Costs for the NHS increased by millions of pounds because of an agreement between two drug companies that one would not enter the market for hydrocortisone tablets, according to the Competition and Markets Authority (CMA).
In provisional findings, the CMA said between 2011 and 2015 the sole supplier of hydrocortisone tablets in the UK, Auden Mckenzie, made monthly payments to rival Waymade on the basis it would not compete.
“As a result of this alleged anti-competitive behaviour, the CMA believes the NHS was denied a choice of suppliers and the potential savings resulting from increased competition,” said the CMA.
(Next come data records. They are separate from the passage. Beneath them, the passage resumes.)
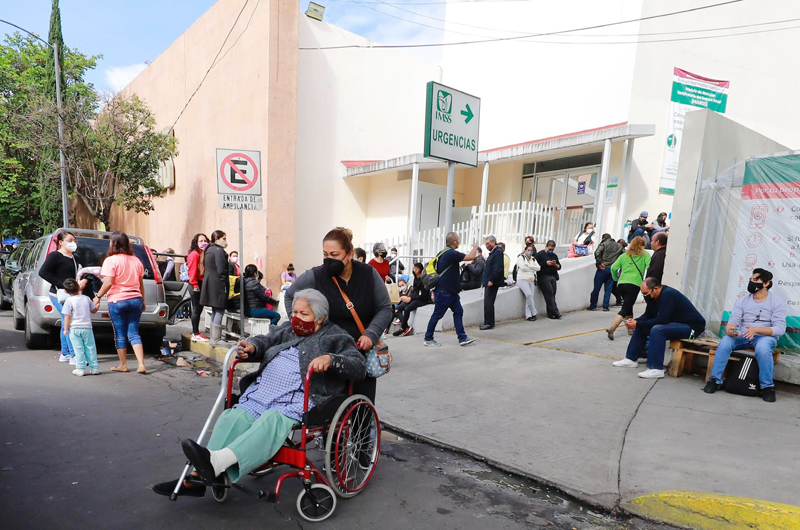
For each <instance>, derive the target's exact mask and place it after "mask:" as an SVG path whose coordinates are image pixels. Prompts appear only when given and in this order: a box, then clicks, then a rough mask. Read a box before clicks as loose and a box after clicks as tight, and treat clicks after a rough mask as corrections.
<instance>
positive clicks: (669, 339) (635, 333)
mask: <svg viewBox="0 0 800 530" xmlns="http://www.w3.org/2000/svg"><path fill="white" fill-rule="evenodd" d="M691 334H692V328H690V327H689V326H687V325H686V324H678V323H674V322H673V323H671V324H663V325H662V324H659V325H658V326H653V327H652V328H650V330H643V329H642V328H639V327H637V328H636V329H634V330H633V336H632V337H631V341H630V342H629V343H628V353H627V354H626V355H625V357H627V358H628V359H630V360H631V361H636V360H638V359H639V357H641V354H642V352H643V351H644V347H645V345H647V368H649V369H651V370H652V369H655V370H663V369H664V350H666V349H667V341H668V340H676V339H688V338H689V337H690V336H691ZM648 339H649V344H648Z"/></svg>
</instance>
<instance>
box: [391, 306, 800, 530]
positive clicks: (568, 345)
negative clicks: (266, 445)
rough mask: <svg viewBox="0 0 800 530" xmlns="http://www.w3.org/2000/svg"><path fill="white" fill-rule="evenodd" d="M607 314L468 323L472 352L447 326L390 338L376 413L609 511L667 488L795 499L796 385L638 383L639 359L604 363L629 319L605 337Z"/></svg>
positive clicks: (619, 339)
mask: <svg viewBox="0 0 800 530" xmlns="http://www.w3.org/2000/svg"><path fill="white" fill-rule="evenodd" d="M639 313H641V311H637V314H639ZM612 318H613V312H612V313H608V312H602V311H597V312H589V311H581V312H575V313H568V314H565V315H564V317H563V319H562V320H558V321H553V320H549V319H546V318H539V320H537V321H536V322H527V321H515V322H508V323H501V324H499V325H498V326H497V327H496V328H495V329H492V330H488V331H480V330H478V329H477V328H468V329H467V333H468V334H469V335H470V336H473V337H476V338H477V341H476V343H475V344H474V345H472V346H469V347H466V348H462V347H459V346H458V343H457V340H456V337H455V335H454V334H452V333H439V334H437V336H436V338H437V340H438V341H439V342H440V343H442V347H441V348H425V347H423V346H422V338H421V336H420V335H416V336H410V337H399V338H394V337H391V338H390V339H388V344H389V347H390V349H391V351H392V353H393V356H394V364H393V368H392V372H391V373H390V374H389V375H388V376H386V377H384V378H383V379H381V380H380V381H379V385H378V394H379V395H380V396H381V403H380V405H381V409H382V413H383V414H382V420H383V421H384V422H386V423H388V424H389V425H391V426H393V427H394V428H396V429H398V430H400V431H401V432H405V433H413V434H414V435H417V436H418V437H419V438H420V439H425V440H428V441H430V442H433V443H437V444H439V445H441V446H443V447H448V448H455V449H458V450H460V451H463V452H464V453H466V454H471V455H475V456H479V457H484V458H485V459H486V460H487V461H489V462H492V463H494V464H497V465H499V466H501V467H503V468H506V469H509V470H513V471H515V472H518V473H521V474H524V475H526V476H530V477H535V478H537V479H539V480H542V481H545V482H546V483H551V484H554V485H556V486H558V487H559V488H561V489H563V490H564V491H567V492H569V493H571V494H573V495H575V496H576V497H578V498H581V499H583V500H585V501H587V502H590V503H592V504H595V505H599V506H603V507H606V508H608V509H612V508H614V507H616V506H622V507H623V508H625V507H631V505H630V503H631V501H632V500H633V499H635V498H636V497H638V496H640V495H643V494H646V493H652V492H661V491H665V490H679V491H693V492H702V493H720V494H727V495H735V496H741V497H745V498H749V499H761V500H766V501H772V502H776V503H783V504H788V505H798V504H800V500H798V499H800V482H798V481H797V480H796V477H797V473H798V471H799V470H800V395H798V387H796V386H794V385H783V384H779V385H778V387H777V388H778V393H777V395H778V400H777V402H776V403H766V402H764V401H763V400H761V399H760V398H751V397H744V396H737V395H732V394H728V393H726V392H718V393H716V394H714V395H707V394H705V393H703V392H702V391H701V388H702V386H703V381H702V379H701V378H700V377H698V376H690V375H684V376H683V377H680V378H671V377H666V378H664V379H660V380H645V379H640V378H639V377H637V375H636V374H637V372H639V371H642V370H644V369H645V367H644V365H640V368H639V369H631V368H614V367H612V366H611V362H612V361H613V360H616V359H619V358H622V357H623V356H624V354H625V350H626V348H627V344H628V341H629V339H628V335H627V333H626V331H625V329H621V330H618V331H617V334H616V340H615V341H613V342H612V341H610V340H608V338H607V337H606V334H605V332H604V331H603V329H604V328H605V327H607V326H608V324H609V323H610V321H611V319H612ZM668 351H669V350H668ZM798 524H800V523H798ZM795 528H796V527H795Z"/></svg>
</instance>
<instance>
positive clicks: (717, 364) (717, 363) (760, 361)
mask: <svg viewBox="0 0 800 530" xmlns="http://www.w3.org/2000/svg"><path fill="white" fill-rule="evenodd" d="M777 344H778V338H777V337H772V336H767V335H756V336H755V337H753V338H752V339H746V338H744V336H739V337H731V336H729V335H725V336H724V337H722V340H721V341H719V346H718V347H717V354H716V355H715V356H714V366H713V367H712V369H711V377H709V380H710V379H714V380H716V381H717V383H722V374H723V373H724V372H725V366H726V365H727V364H728V359H730V357H731V352H733V351H734V350H746V349H749V348H752V349H754V350H755V351H756V362H757V363H758V374H759V375H758V382H759V383H760V384H761V388H768V387H771V386H775V383H774V382H773V380H772V376H773V375H774V374H775V363H774V362H773V360H772V350H774V349H775V346H776V345H777Z"/></svg>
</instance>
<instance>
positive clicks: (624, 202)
mask: <svg viewBox="0 0 800 530" xmlns="http://www.w3.org/2000/svg"><path fill="white" fill-rule="evenodd" d="M631 165H633V138H629V139H628V141H627V146H626V148H625V172H624V174H623V176H622V182H620V183H619V219H618V220H617V226H618V228H619V232H617V236H618V238H620V237H621V238H625V236H626V235H627V234H625V221H626V217H627V215H628V186H629V185H630V182H631Z"/></svg>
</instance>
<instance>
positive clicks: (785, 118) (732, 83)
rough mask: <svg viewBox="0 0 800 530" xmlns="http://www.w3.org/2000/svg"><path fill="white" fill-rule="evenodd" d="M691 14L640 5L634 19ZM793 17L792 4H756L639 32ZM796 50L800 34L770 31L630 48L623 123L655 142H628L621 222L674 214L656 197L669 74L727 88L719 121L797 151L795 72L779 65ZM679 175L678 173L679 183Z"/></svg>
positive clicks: (664, 130)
“From 2011 to 2015, while Auden Mckenzie remained the sole supplier of 20mg hydrocortisone tablets, charges to the NHS rose from around £46 to £90 for a pack of 30 tablets, increasing the annual costs incurred by the NHS for the medicine from £1.7m to £3.7m.”
The CMA said hydrocortisone was the primary treatment for people suffering with Addison’s disease and there were “limited alternatives available for patients”.
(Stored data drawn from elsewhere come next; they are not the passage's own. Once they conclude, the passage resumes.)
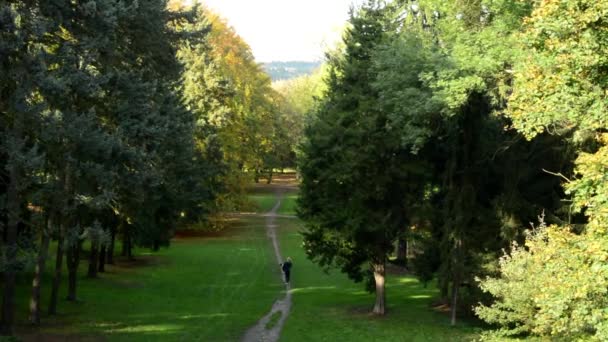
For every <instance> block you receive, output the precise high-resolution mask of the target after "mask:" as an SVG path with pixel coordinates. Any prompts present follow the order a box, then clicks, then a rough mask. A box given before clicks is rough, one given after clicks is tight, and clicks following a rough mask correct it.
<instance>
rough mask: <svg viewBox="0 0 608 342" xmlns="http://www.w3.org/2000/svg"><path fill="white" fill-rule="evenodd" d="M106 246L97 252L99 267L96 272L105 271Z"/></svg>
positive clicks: (101, 272)
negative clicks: (96, 271) (98, 261)
mask: <svg viewBox="0 0 608 342" xmlns="http://www.w3.org/2000/svg"><path fill="white" fill-rule="evenodd" d="M106 249H107V248H106V246H105V245H104V246H102V247H101V249H100V250H99V265H98V266H97V272H101V273H103V272H105V271H106V254H107V250H106Z"/></svg>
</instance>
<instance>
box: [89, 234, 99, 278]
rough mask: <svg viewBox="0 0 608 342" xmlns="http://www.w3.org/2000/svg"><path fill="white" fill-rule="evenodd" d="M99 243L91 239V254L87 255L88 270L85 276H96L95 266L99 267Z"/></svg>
mask: <svg viewBox="0 0 608 342" xmlns="http://www.w3.org/2000/svg"><path fill="white" fill-rule="evenodd" d="M98 264H99V243H98V242H97V241H91V255H90V256H89V270H88V272H87V277H89V278H97V268H98V267H99V265H98Z"/></svg>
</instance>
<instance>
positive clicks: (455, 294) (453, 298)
mask: <svg viewBox="0 0 608 342" xmlns="http://www.w3.org/2000/svg"><path fill="white" fill-rule="evenodd" d="M458 285H459V284H458V279H456V278H454V280H453V281H452V300H451V304H450V316H451V317H452V320H451V324H452V325H453V326H454V325H456V305H458Z"/></svg>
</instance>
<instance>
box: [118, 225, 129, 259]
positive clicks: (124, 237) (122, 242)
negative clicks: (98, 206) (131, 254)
mask: <svg viewBox="0 0 608 342" xmlns="http://www.w3.org/2000/svg"><path fill="white" fill-rule="evenodd" d="M127 249H129V232H128V231H127V226H126V225H124V224H123V227H122V252H121V253H120V255H121V256H124V257H126V256H127V254H129V253H128V252H127Z"/></svg>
Waymade was ready to enter the market for 20mg tablets in 2011 but failed to do so until 2015. “Instead it froze its own stock and agreed a deal with Auden Mckenzie under which it received monthly payments aimed at delaying its entry as a competitor in the market,” said the CMA.
Waymade also obtained a licence to sell 10mg tablets in 2012, but in exchange for not entering the market, Auden Mckenzie lowered the price it charged Waymade for such tablets from the market rate of £32 per pack to £1.
Separately, five office fit-out firms have been fined a total of more than £7m by the CMA for “cover bidding” in competitive tenders, where companies agree bids with each other that are intended to lose the contract, thereby reducing the intensity of competition.
The cover bids affected 14 contracts with a variety of customers including a City law firm and a further education college.
The firms are Fourfront (fined £4.1m), Loop (£1.09m), Coriolis (£7,700), ThirdWay (£1.8m) and Oakley (£58,500).